Reviewer #2, comment #9: “For IPs it is important to determine the percentage of antigen that is depleted from the supernatant for each IP. We think that this should be calculated and recorded in the Zenodo data. Some antibodies will only IP 10% of antigen whereas others may do 50% and others 80-90%. One rarely sees 100% depletion. For IPs the buffer detergent and salt concentration might also strongly influence the degree of IP and therefore these should be clearly stated”.

In Box 1, we define criteria of success. For IP, “under the conditions used, a successful primary antibody immunocaptures the target protein to at least 10% of the starting material”. Colleagues have written an editorial on how to interpret and analyze antibody performance https://f1000research.com/articles/12-1344.

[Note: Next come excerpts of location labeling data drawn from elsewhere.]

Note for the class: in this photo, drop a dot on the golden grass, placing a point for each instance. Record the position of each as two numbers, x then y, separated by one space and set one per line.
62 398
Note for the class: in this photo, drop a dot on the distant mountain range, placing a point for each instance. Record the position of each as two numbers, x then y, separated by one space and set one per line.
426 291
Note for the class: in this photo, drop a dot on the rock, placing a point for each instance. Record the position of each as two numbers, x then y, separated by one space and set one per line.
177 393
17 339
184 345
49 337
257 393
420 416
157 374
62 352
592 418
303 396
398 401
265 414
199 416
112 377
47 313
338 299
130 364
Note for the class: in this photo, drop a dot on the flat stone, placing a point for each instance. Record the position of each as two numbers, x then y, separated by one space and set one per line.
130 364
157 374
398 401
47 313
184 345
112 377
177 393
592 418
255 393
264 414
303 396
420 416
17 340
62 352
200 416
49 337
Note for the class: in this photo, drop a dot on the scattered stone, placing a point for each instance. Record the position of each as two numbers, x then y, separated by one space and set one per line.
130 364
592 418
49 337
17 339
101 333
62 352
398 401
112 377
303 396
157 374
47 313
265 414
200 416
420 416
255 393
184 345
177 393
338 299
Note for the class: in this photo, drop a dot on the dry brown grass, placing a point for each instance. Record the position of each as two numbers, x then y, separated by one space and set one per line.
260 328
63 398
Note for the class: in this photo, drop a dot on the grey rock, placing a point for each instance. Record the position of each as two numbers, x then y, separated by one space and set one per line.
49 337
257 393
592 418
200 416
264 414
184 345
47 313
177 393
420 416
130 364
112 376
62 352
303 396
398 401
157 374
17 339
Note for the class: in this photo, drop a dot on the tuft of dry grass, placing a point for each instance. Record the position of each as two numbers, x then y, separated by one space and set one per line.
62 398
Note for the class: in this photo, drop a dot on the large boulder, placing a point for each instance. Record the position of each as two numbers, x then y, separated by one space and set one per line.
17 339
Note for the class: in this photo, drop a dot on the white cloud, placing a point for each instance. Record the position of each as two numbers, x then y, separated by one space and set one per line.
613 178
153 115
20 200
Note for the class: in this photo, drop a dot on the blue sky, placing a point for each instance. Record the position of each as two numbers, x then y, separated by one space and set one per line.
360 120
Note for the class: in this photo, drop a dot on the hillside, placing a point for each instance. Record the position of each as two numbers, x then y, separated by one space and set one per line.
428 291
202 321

The cell lysis buffer is a critical reagent when considering IP experiments. We use a commercial buffer consisting of 25 mM Tris-HCl pH 7.4, 150 mM NaCl, 1 mM EDTA, 1% NP-40 and 5% glycerol (Thermo Fisher, cat. #87787). This buffer is efficient to extract the target proteins we have studied thus far.

Reviewer #2, comment #10: “Whether antibodies cross-react with human, mouse and other species of antigens is always a major question. It is always good to test human and mouse cell lines if possible. If antibodies cross-react in WB, in the authors' experience will they also cross-react for IF and IP”?

The authors started this initiative by focusing on the 20,000 human proteins, defining an end point. We and our collaborators found that most of the cherry-picked selective antibodies for WB for human proteins, which manufacturers claim react with the murine version of the target proteins, were selective for murine tissue lysates.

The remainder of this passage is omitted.